でも、いまはやってきたことがまちがっていないと思います。在宅ケアには金銭、精神、肉体のどれか一つが欠けても家族が倒れてしまいます。
それを支えたい。これからはナースの目でみられるヘルパーがもっともっと必要になります」といいます。

 在宅医療のメーリングリスト(ML)を使った情報交換が菅原さんの大きな武器。難病や処置などわからないとき
質問を投げかけると、全国の医師たちがさまざまな立場から適切なアドバイスを返してくれます。

保健婦はプロの視点でケアマネを応援してほしい

 在宅ホスピスが注目されていますが、菅原さんは「本当は家で家族に見守られながら死なせてあげたい。
家族が看取ったほうがいいし、スタッフも家族と一緒にがんばれます。でもそのためには連携してくれる医者が必要。
地域に医者を交えたネットワークをつくりたい。将来、看護婦である私たちが医者を雇うのが夢です」と力強く語ります。

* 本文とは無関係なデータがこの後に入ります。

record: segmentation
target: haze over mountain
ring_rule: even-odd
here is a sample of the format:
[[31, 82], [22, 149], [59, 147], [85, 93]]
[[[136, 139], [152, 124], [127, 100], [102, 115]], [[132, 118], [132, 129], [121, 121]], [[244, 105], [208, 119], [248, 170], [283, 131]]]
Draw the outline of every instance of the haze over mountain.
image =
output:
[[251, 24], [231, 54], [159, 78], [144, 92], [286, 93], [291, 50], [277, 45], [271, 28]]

 ボランティア組織の代表として、経営者・ケアマネジャーとして活躍してきた菅原さんが保健婦にも一言。
「ケアマネは介護保険についてかなり知っていますが、利用者が本来使える地域のサービスを知らない人もいます。
保健婦はそうした情報をたくさんもっているし、難病や障害者のノウハウ・症例をもっているプロです。ケアマネの情報連絡会などに
自ら積極的に参加して、ケアマネからもっと勉強する姿勢が必要では」。

 今後は営利企業である「ナースケア」を黒字化してえ、その分キャンナスの利用負担額をすくなくして、障害者を持つ家族や
子育てに追われる家族などが利用しやすいようにするつもりです。菅原さんは、知的障害児3人の里親もしています。
お年寄りだけでなく、次代をになう子供をしっかり育てたいという思いが強く、お年寄りと子供たち、そして看護のプロである
看護婦による新たなとりくみにもチャレンジしたいといいます。

 キャンナスは、マスコミを上手に利用することで名前が知られ、多くの賛同者が集まり、活動の輪が広がってきました。
介護保険施行後は、ナースケアの経営に力を入れていましたが、これからもボランティア組織であるキャンナスの活動を続けていきます。
現在、医者を交えたネットワークづくりも着々とすすめています。在宅で介護したいという家族を看護のプロの視点で支える
活動は今後ますます重要になるでしょう。